For the p-channel everything explained in the above paragraph should be reversed to achieve linear region.
3. Saturation Region
If you increase VDS such that VDS>VGS – Vth, then n-channel MOSFET goes into saturation. Means further increment on VDS doesn’t increase ID.
MOSFET Handling Techniques
The gate the insulated so high input resistance and capacitance can accommodate very high static charge. This charge can damage the MOSFET. That is why one should be aware that how to handle MOSFET when used in a circuit.
- Usually a wire ring is rounded on the MOSFET leads. Don’t remove them until you are just going to install it in the circuit. Otherwise if leads touched each other, leakage current from the gate can damage the device
- Don’t remove MOSFET device when the circuit is ON
- All testing instruments should be grounded to earth ground.
MOSFET vs BJT
There are many reasons we can compare between both types of transistors
- BJT contains both types of currents i.e hole and electrons. In other words you can say the current contains both majority and minority carriers. Whereas in MOSFET most of the current consist of majority carriers.
- The input resistance of MOSFET is very high as compared to BJT. You can observe from the above discussion on MOSFET, the resistance is almost infinite because gate is insulated from the body of the MOSFET. That is why MOSFETs are good amplifiers as compared to BJTs.

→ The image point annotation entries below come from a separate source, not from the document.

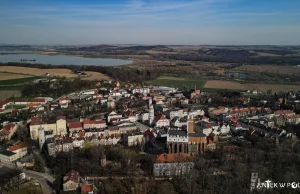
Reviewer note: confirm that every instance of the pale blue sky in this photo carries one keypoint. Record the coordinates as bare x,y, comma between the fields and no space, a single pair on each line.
150,22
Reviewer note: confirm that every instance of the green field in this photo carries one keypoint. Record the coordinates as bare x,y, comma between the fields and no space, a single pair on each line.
18,106
178,82
27,190
18,81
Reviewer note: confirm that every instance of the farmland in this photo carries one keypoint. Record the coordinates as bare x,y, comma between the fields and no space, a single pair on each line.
287,70
6,76
53,72
219,84
178,82
19,81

- MOSFET are smaller in size as compared to BJT. So one BJT can be replaced by many MOSFETs. Small size is one of the major reasons software speed.
- MOSFETs consume less power as compared to BJTs. BJTs have constant voltage drop equal to their barrier potential.

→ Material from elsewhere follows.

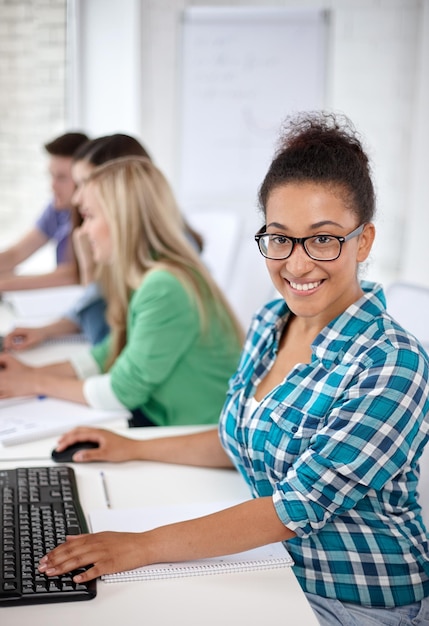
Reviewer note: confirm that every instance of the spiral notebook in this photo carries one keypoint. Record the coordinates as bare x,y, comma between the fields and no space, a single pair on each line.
270,556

Some Common Questions and Their Answers
Why MOSFET is called IGFET?
IGFET means “Insulated Gate Field Effect Transistor”. As you can see in figure-1 above the gate is insulated from the main channel with SiO2 layer. Thats is why it is called IGFET.
Why MOSFET is a majority carrier device?
If you remember BJT current flows from emitter to base and then to collector. In the case of NPN transistor electrons are majority carriers in emitter and they are the minority carriers in the base. So the current in BJT contains both minority and majority carriers. But if you observe above figures from fig-3 to fig-6. Either it is enhancement MOSFET (P or n- channel) or depletion MOSFET (p or n-channel) the channel is always made by one type of carriers (holes or electrons) which are in majority in the channel. That is why MOSFET is called a majority carrier device.

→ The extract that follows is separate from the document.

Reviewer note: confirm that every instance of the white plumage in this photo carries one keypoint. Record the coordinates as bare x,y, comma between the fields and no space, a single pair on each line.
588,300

Why MOSFETis better than JFET?
Let’s compare n-channel MOSFET and JFET to understand this question. In case of n-channel JFET if we apply positive pulse at the gate the junction will be forward biased. This is undesirable because JFET is designed to work by reverse biasing the PN junction. In MOSFET the gate is insulated from the channel. But MOSFET is also sensitive to electrostatic charge.
Why MOSFET is called unipolar?
Because only one type of current passes through the channel i.e hole current or electronic current
Who invented MOSFET?
Muhammad Atalia and Dawon Kahng invnted MOSFET in Nov 1959.
When does MOSFET turn on?
Every MOSFET has threshold value provided on the data sheet. Providing voltage greater than threshold voltage turns ON the MOS device.